We develop compelling content that articulates our clients’ unique perspectives and expertise to leverage in multiple ways:
Earned Media
Articles, editorial submissions, expert interviews and commentary
Owned Media
Website content, blog posts, whitepapers, marketing materials, client or shareholder communications
Paid Media
Sponsored content, advertising campaign content, enewsletters, whitepaper promotions
We research awards and speaking engagement opportunities for clients to expand their firm and/or leadership authority, increase visibility and make an impact to reach target audiences. We then make recommendations on how to engage, participate and leverage these opportunities in support of business goals. We can also assist with writing the submissions and compiling supporting information (leadership bios, press releases, firm stats, case studies, websites and more).
In addition, we regularly help clients prepare award nominations and prepare for speaking engagements, from webinars to conferences and more.

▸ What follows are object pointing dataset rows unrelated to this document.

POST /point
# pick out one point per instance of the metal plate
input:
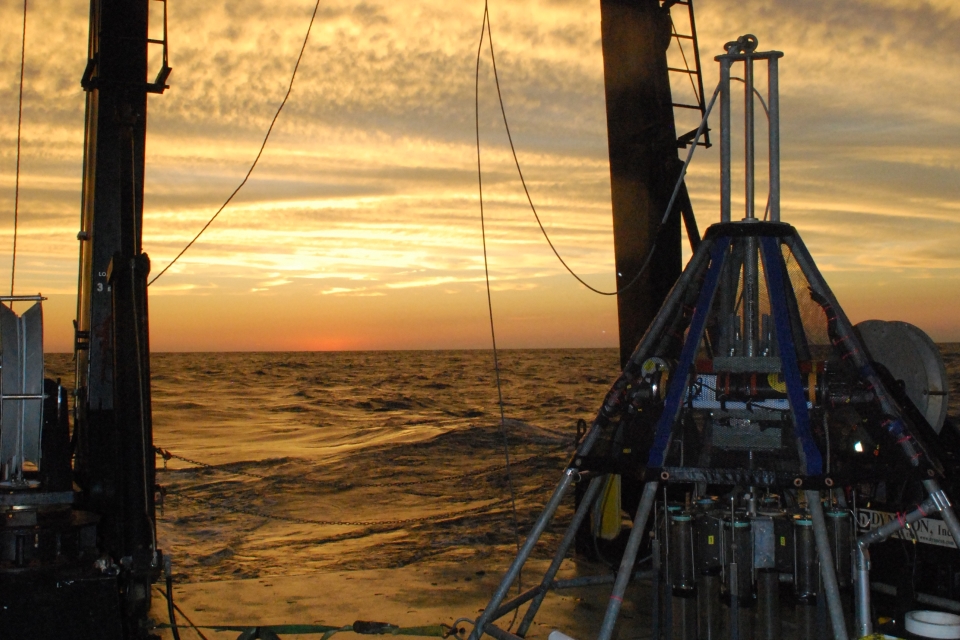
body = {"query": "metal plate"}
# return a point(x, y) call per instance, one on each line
point(911, 356)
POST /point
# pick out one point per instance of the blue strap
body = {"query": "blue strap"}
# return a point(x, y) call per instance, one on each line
point(678, 378)
point(773, 267)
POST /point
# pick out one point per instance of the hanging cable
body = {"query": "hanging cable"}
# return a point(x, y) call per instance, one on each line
point(485, 26)
point(666, 215)
point(259, 153)
point(16, 188)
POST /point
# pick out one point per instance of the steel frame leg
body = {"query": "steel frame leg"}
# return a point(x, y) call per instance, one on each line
point(525, 550)
point(593, 490)
point(827, 570)
point(629, 558)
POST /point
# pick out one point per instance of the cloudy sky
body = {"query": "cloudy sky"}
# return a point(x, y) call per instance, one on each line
point(360, 227)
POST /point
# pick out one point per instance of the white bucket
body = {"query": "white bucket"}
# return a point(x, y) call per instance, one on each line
point(933, 624)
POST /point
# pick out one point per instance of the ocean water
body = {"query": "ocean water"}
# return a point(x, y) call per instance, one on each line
point(291, 463)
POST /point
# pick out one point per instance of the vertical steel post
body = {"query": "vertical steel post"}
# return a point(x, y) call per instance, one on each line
point(827, 571)
point(578, 517)
point(725, 180)
point(864, 618)
point(773, 106)
point(629, 557)
point(749, 135)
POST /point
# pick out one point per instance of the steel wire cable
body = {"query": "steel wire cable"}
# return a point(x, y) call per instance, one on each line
point(663, 222)
point(263, 145)
point(485, 27)
point(16, 188)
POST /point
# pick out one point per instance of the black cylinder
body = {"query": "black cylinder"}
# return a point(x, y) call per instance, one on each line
point(682, 575)
point(709, 557)
point(768, 605)
point(738, 548)
point(684, 616)
point(840, 532)
point(807, 624)
point(783, 544)
point(708, 606)
point(806, 578)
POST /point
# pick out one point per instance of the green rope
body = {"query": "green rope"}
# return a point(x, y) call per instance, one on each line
point(272, 632)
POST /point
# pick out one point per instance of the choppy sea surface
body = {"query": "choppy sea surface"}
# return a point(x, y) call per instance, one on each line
point(289, 463)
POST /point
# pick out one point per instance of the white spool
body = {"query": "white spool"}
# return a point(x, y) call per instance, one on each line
point(933, 624)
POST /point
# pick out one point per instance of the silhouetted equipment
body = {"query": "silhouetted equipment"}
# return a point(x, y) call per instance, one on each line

Marketing Communications Support.
Our content work is broad. We serve as an extension of our clients’ marketing team on strategic brand development initiatives and paid advertising campaigns. We generate awareness by developing or refreshing a wide range of materials, including:
- Presentations & webinars
- Video scripts
- Fact sheets & brochures
- Advertisements
Content Services FurtherFaster Proofpoints.
Background
Among the leading national wealth management firms, our client sought to provide its affiliated financial advisors with content to help them deepen relationships with business owners—providing them with greater value while growing the firm’s high-net-worth client base.
Scope of work
We planned, researched, interviewed subject-matter experts, drafted, edited and designed a white paper centered on how financial advisors can help business owners connect their business decisions and their overall financial plans.
Outcome
The paper gave voice to financial advisor representatives from around the country, demonstrating to business-owner clients—without becoming salesy—how deeper conversations with advisors can help them add business value throughout the life cycle of a business.
Background
Our client, an independent valuation provider lacking the cross-selling benefits of large M&A advisors and Big Four accountancies, needed creative ways to get in front of decision makers at public and private companies and financial sponsors.
Scope of work
We provided financial journalists with a regular cadence of independent expert content—both to grow their own technical understanding of issues and as a source of submitted content. Topics included goodwill impairment, valuing intangible assets and portfolio-wide valuation of illiquid debt and equity securities.
Outcome
In addition to boosting visibility through the media, our content work raised engagement with existing clients and prospects. One proof point of our ability to get into the weeds on complex topics: our client used, verbatim, significant portions of an article we wrote in a comment letter to the Financial Accounting Standards Board.
Background
This firm’s community-bank origins prevented prospective clients and financial advisors from recognizing the breadth and sophistication of its wealth-management offerings.
Scope of work
We crafted messaging to emphasize benefits of the firm’s unique family ownership and integrated business model. We crafted content to raise visibility of the firm’s practice leaders regionally and in financial-advisor trade publications. We helped streamline content production and bring greater consistency to investment commentary and other client-facing updates.
Outcome
Our client came to be ranked among the top investment firms in its state, alongside nationally known brands. Content from the firm’s experts has appeared in MarketWatch, Kiplinger, Advisor Perspectives and many more publications, both trade and local.